Aim: In patients with cirrhosis, endotoxemia is frequent and the vitally important capacity for urea synthesis is impaired. The patients' mortality of infection is markedly increased, which could be related to adverse metabolic effects of endotoxins. The effects of endotoxins on in vivo urea synthesis and on urea cycle genes during cirrhosis are unknown.
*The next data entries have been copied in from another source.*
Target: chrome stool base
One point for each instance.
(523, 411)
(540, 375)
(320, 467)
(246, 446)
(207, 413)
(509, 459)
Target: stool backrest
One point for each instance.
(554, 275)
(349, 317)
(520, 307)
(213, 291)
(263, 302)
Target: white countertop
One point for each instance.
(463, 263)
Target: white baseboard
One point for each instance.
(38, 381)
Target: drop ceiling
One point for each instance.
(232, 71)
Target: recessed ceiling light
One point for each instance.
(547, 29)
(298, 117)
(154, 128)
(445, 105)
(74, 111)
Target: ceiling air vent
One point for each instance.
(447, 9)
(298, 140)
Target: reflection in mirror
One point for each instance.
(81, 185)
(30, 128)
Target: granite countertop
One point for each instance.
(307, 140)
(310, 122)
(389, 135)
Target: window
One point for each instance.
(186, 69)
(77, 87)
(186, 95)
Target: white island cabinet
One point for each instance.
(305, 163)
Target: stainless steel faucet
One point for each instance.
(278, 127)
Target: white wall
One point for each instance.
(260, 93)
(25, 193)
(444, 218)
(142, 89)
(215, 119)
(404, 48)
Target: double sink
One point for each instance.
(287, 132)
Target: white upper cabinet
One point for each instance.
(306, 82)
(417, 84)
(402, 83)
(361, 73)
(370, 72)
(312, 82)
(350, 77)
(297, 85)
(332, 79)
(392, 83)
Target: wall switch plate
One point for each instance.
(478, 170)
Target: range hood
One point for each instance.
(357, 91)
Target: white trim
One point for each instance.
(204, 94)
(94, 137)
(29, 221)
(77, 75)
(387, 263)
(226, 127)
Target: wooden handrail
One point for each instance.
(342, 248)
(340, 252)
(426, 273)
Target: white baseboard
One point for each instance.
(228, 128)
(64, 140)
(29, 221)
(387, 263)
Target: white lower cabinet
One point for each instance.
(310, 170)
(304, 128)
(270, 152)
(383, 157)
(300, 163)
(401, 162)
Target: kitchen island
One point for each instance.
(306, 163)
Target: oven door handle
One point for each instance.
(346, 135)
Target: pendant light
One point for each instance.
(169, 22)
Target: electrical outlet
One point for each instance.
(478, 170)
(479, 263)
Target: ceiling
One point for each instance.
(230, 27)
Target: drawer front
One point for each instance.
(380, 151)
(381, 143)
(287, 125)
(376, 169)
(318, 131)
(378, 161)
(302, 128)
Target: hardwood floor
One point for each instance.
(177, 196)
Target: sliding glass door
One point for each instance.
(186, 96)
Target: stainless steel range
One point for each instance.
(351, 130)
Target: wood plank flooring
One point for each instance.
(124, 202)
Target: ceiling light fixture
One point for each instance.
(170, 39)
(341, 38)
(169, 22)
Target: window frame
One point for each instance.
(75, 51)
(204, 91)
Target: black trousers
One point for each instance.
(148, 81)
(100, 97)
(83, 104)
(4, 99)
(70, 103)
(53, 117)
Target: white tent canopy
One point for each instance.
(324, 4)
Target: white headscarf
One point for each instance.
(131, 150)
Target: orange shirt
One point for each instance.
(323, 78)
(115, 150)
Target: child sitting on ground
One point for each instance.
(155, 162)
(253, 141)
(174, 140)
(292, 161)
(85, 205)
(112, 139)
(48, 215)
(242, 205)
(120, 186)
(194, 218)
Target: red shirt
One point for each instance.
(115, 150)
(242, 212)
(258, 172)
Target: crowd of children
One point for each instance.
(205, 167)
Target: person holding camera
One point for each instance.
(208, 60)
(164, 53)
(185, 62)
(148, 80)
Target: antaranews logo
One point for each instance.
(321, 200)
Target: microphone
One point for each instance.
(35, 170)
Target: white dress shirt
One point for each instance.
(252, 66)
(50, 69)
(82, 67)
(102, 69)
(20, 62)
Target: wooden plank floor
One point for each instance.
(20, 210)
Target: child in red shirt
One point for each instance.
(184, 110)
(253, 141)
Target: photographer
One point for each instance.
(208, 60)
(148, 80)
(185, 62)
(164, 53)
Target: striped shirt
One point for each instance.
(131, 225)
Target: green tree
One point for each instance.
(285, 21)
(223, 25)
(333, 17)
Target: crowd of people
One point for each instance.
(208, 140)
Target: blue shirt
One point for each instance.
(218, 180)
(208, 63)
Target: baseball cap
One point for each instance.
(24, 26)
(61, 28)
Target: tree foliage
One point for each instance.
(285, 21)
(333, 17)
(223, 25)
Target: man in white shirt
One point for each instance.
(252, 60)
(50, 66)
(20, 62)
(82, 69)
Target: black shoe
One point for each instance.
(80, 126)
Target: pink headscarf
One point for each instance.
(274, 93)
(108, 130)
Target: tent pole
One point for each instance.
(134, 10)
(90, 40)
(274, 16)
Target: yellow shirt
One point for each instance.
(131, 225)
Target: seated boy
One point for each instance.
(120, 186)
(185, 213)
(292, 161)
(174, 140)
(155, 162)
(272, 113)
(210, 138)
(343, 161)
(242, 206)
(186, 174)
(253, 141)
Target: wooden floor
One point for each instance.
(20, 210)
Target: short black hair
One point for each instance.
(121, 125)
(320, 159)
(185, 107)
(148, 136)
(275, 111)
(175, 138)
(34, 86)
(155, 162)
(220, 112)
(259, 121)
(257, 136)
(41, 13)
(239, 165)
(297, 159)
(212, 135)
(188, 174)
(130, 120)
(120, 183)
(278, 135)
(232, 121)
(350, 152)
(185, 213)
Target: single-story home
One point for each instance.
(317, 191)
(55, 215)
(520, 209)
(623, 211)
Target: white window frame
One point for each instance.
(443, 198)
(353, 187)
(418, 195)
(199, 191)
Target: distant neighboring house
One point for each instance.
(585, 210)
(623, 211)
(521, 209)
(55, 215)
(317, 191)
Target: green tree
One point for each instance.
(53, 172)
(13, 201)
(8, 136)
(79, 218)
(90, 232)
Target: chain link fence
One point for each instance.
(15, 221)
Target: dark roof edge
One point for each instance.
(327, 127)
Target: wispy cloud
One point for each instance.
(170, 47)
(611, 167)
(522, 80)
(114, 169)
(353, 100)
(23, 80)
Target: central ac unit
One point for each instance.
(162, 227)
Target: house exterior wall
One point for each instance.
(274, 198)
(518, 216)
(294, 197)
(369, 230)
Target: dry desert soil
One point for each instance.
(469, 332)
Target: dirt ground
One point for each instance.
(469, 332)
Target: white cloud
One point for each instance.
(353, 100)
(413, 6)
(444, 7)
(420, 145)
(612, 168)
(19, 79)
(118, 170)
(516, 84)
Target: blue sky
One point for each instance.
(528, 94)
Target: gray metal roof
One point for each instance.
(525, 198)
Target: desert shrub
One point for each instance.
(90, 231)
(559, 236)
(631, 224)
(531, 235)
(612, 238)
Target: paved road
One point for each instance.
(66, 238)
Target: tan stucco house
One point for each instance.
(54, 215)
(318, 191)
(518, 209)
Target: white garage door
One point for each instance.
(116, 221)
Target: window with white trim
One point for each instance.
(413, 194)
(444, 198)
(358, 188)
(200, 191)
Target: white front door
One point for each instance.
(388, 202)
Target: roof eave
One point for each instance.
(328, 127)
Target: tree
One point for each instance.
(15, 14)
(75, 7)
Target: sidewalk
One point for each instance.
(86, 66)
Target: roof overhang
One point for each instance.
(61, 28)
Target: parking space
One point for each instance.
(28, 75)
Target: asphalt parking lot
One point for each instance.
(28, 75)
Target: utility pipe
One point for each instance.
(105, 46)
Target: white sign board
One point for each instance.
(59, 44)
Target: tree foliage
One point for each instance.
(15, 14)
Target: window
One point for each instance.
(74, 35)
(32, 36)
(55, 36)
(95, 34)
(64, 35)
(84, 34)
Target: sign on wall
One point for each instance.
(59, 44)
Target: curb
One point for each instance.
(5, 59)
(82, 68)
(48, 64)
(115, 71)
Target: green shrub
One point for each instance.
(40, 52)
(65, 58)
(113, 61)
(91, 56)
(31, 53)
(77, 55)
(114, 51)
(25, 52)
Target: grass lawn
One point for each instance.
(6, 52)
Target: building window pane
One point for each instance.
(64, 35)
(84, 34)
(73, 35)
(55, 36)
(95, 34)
Methods: We examined the effects of a low dose of 0.5 mg/kg ip lipopolysaccharide (LPS) on the basal urea nitrogen synthesis rate (UNSR), the capacity of urea nitrogen synthesis (CUNS), liver tissue mRNA levels of urea cycle enzyme genes, and on the metabolic liver function measured by the galactose elimination capacity (GEC) in rats with cirrhosis induced by bile duct ligation and in control animals.

Results: LPS and cirrhosis + LPS decreased UNSR by 40% (P < 0.05). Cirrhosis and LPS each tended to decrease CUNS and cirrhosis + LPS decreased CUNS by 40% (P < 0.05). Cirrhosis and LPS each decreased the mRNA level of the gene for the flux-generating urea cycle enzyme carbamoyl phosphate synthetase (CPS) and the mRNA for the rate-limiting urea cycle enzyme arginine succinate synthetase (ASS) (P < 0.05). Cirrhosis + LPS left the mRNA level of CPS unchanged and decreased that of ASS (P < 0.05). The GEC did not differ among the study groups.

Conclusion: Endotoxemia in rats with experimental cirrhosis markedly impaired the ability of the animals' livers to synthesize urea, suggesting a pathophysiological mechanism underlying the severe consequences of endotoxemia in human cirrhosis.